Friday, July 10, 2015
S2 (28 rue des Saints-Pères)
While economists usually see higher education as a way to enhance human capital or to select talent, sociology has often treated it as a means for the transmission of social status. This paper illuminates an even more basic function: the creation and legitimation of inequality through “certified educational merit.” The distribution of scarce income and power positions, once explored by scholars like Randall Collins, has become more important in the context of “massified” systems of higher education and rising levels of economic inequality. How these contextual changes affect the “credentializing” function of higher education strongly depends on the availability of system-specific individual education pathways. While privatized academic systems are often also stratified, with an almost class-specific hierarchy of universities and colleges, systems with a strong public tradition tend to cultivate formal distinctions, e.g., between academic and vocational education or between pure and applied sciences.
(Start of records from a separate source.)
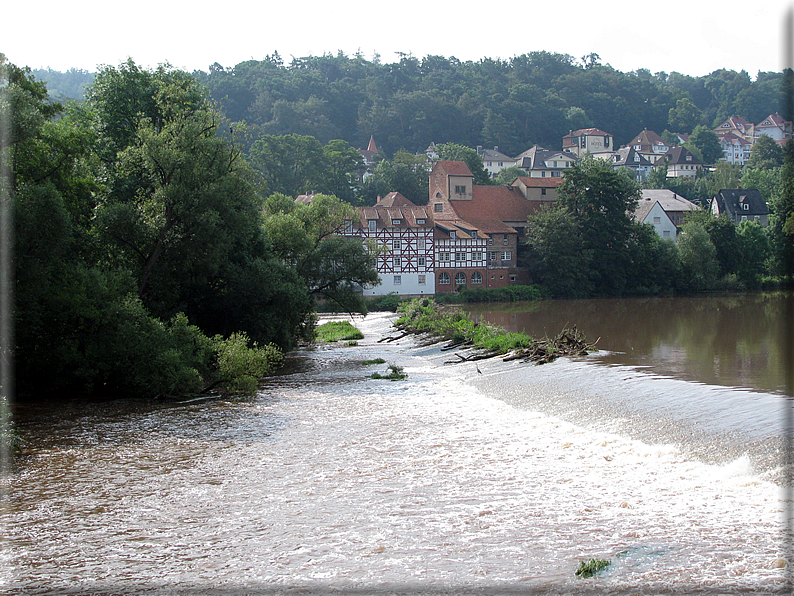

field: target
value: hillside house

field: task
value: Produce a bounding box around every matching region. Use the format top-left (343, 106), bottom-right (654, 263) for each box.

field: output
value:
top-left (612, 146), bottom-right (653, 181)
top-left (656, 146), bottom-right (703, 178)
top-left (562, 128), bottom-right (615, 157)
top-left (428, 161), bottom-right (536, 292)
top-left (515, 145), bottom-right (579, 178)
top-left (341, 192), bottom-right (435, 296)
top-left (717, 132), bottom-right (753, 166)
top-left (640, 188), bottom-right (700, 229)
top-left (632, 199), bottom-right (678, 241)
top-left (477, 146), bottom-right (516, 178)
top-left (753, 112), bottom-right (791, 144)
top-left (714, 116), bottom-right (754, 143)
top-left (711, 188), bottom-right (769, 227)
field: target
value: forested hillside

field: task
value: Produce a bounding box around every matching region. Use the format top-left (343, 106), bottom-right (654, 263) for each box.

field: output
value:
top-left (34, 52), bottom-right (782, 156)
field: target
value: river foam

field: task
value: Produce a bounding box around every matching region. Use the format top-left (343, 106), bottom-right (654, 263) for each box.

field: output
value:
top-left (3, 315), bottom-right (788, 594)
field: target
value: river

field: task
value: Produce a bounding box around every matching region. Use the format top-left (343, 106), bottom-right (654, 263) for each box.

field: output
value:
top-left (2, 304), bottom-right (790, 595)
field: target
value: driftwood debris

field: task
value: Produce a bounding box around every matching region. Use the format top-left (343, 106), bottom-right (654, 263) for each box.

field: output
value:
top-left (502, 325), bottom-right (600, 364)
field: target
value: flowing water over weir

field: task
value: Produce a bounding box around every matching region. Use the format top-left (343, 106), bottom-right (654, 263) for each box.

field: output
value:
top-left (2, 315), bottom-right (790, 594)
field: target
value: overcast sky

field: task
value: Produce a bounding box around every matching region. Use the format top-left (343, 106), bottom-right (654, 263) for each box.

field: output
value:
top-left (6, 0), bottom-right (792, 77)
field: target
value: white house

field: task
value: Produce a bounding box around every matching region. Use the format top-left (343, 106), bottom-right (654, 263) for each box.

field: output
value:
top-left (634, 199), bottom-right (678, 242)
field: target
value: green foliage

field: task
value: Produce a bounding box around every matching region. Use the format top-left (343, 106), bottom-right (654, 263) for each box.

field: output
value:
top-left (370, 364), bottom-right (408, 381)
top-left (316, 321), bottom-right (364, 343)
top-left (436, 143), bottom-right (491, 184)
top-left (685, 125), bottom-right (723, 164)
top-left (747, 135), bottom-right (783, 170)
top-left (213, 333), bottom-right (283, 393)
top-left (434, 286), bottom-right (544, 304)
top-left (574, 559), bottom-right (612, 577)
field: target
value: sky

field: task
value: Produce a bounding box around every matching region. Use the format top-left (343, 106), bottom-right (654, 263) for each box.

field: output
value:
top-left (6, 0), bottom-right (794, 77)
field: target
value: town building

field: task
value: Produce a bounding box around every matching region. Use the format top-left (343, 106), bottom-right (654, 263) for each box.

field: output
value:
top-left (612, 146), bottom-right (653, 181)
top-left (626, 128), bottom-right (671, 164)
top-left (515, 145), bottom-right (579, 178)
top-left (640, 188), bottom-right (700, 229)
top-left (753, 112), bottom-right (791, 144)
top-left (632, 200), bottom-right (678, 242)
top-left (711, 188), bottom-right (769, 227)
top-left (340, 192), bottom-right (435, 296)
top-left (477, 146), bottom-right (516, 178)
top-left (562, 128), bottom-right (615, 157)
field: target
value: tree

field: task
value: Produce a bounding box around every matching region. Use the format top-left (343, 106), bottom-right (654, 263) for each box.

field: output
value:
top-left (678, 218), bottom-right (719, 291)
top-left (320, 139), bottom-right (364, 204)
top-left (667, 97), bottom-right (702, 132)
top-left (249, 134), bottom-right (325, 197)
top-left (491, 166), bottom-right (527, 186)
top-left (747, 135), bottom-right (783, 170)
top-left (687, 125), bottom-right (723, 164)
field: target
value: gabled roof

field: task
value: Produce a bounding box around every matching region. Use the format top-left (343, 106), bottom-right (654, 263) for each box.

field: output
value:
top-left (627, 128), bottom-right (667, 146)
top-left (563, 128), bottom-right (612, 139)
top-left (431, 161), bottom-right (474, 178)
top-left (640, 188), bottom-right (699, 213)
top-left (516, 145), bottom-right (579, 170)
top-left (712, 188), bottom-right (769, 215)
top-left (612, 147), bottom-right (653, 168)
top-left (518, 176), bottom-right (563, 188)
top-left (662, 145), bottom-right (703, 166)
top-left (480, 147), bottom-right (513, 161)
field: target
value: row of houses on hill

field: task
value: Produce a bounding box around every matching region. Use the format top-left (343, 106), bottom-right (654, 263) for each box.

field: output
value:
top-left (330, 161), bottom-right (748, 296)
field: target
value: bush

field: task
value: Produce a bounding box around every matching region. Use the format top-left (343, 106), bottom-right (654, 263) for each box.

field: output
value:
top-left (316, 321), bottom-right (364, 343)
top-left (213, 332), bottom-right (283, 393)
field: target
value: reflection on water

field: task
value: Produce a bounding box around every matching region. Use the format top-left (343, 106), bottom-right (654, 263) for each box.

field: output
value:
top-left (466, 293), bottom-right (794, 394)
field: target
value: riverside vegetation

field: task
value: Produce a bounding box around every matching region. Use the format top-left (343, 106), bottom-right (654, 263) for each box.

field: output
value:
top-left (386, 298), bottom-right (594, 364)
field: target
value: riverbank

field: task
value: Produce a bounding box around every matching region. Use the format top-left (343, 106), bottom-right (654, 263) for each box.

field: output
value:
top-left (0, 314), bottom-right (787, 595)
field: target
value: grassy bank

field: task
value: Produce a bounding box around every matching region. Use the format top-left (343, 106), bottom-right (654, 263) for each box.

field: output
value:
top-left (394, 299), bottom-right (592, 364)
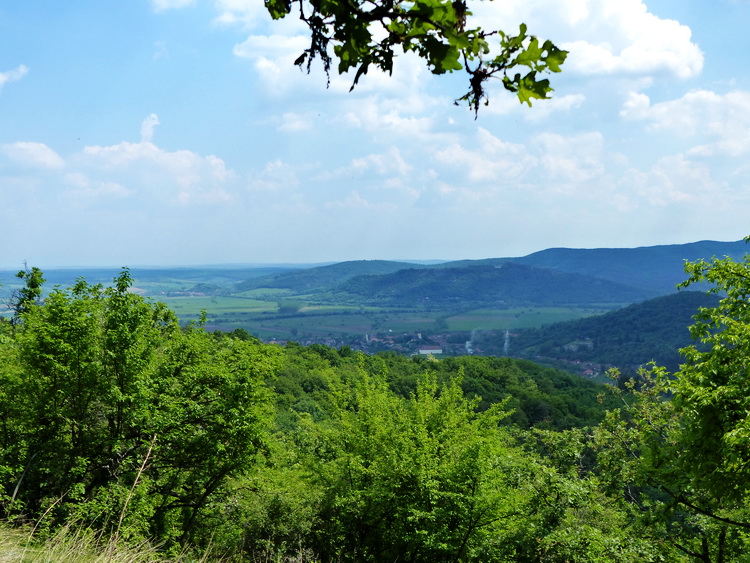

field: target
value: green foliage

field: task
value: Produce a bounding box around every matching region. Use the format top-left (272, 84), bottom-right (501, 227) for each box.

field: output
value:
top-left (299, 374), bottom-right (530, 561)
top-left (337, 262), bottom-right (649, 306)
top-left (265, 0), bottom-right (567, 113)
top-left (510, 291), bottom-right (719, 375)
top-left (597, 249), bottom-right (750, 561)
top-left (0, 270), bottom-right (276, 544)
top-left (10, 267), bottom-right (46, 323)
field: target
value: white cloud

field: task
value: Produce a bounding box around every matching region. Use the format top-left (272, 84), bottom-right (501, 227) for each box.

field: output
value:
top-left (141, 113), bottom-right (159, 143)
top-left (64, 172), bottom-right (133, 200)
top-left (623, 155), bottom-right (721, 208)
top-left (81, 136), bottom-right (236, 204)
top-left (352, 147), bottom-right (411, 176)
top-left (620, 90), bottom-right (750, 157)
top-left (474, 0), bottom-right (703, 78)
top-left (214, 0), bottom-right (269, 28)
top-left (277, 112), bottom-right (313, 133)
top-left (536, 132), bottom-right (606, 187)
top-left (248, 158), bottom-right (299, 192)
top-left (433, 127), bottom-right (536, 184)
top-left (0, 65), bottom-right (29, 90)
top-left (151, 0), bottom-right (195, 12)
top-left (0, 141), bottom-right (65, 169)
top-left (325, 191), bottom-right (397, 211)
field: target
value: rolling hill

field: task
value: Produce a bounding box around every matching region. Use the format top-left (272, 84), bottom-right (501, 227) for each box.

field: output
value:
top-left (509, 291), bottom-right (719, 373)
top-left (336, 262), bottom-right (653, 306)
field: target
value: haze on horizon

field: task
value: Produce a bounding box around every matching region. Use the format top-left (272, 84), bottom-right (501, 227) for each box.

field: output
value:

US and German higher education can serve as exemplary cases for these tendencies, and comparing their recent changes can help to reconstruct different systemic answers to the dual challenge of educational expansion and rising inequality, including such aspects as: Is there a general trend towards further stratification? Do the problems of weak (class) selectivity translate into a crisis of the ‘public research university’? Do the costs of an extended competition for educational credentials necessarily lead to rising student debt crisis? This paper assesses the contemporary validity of theoretical arguments on credentialism by comparing institutional changes and analyzing recent outcome data for the economic situations of students.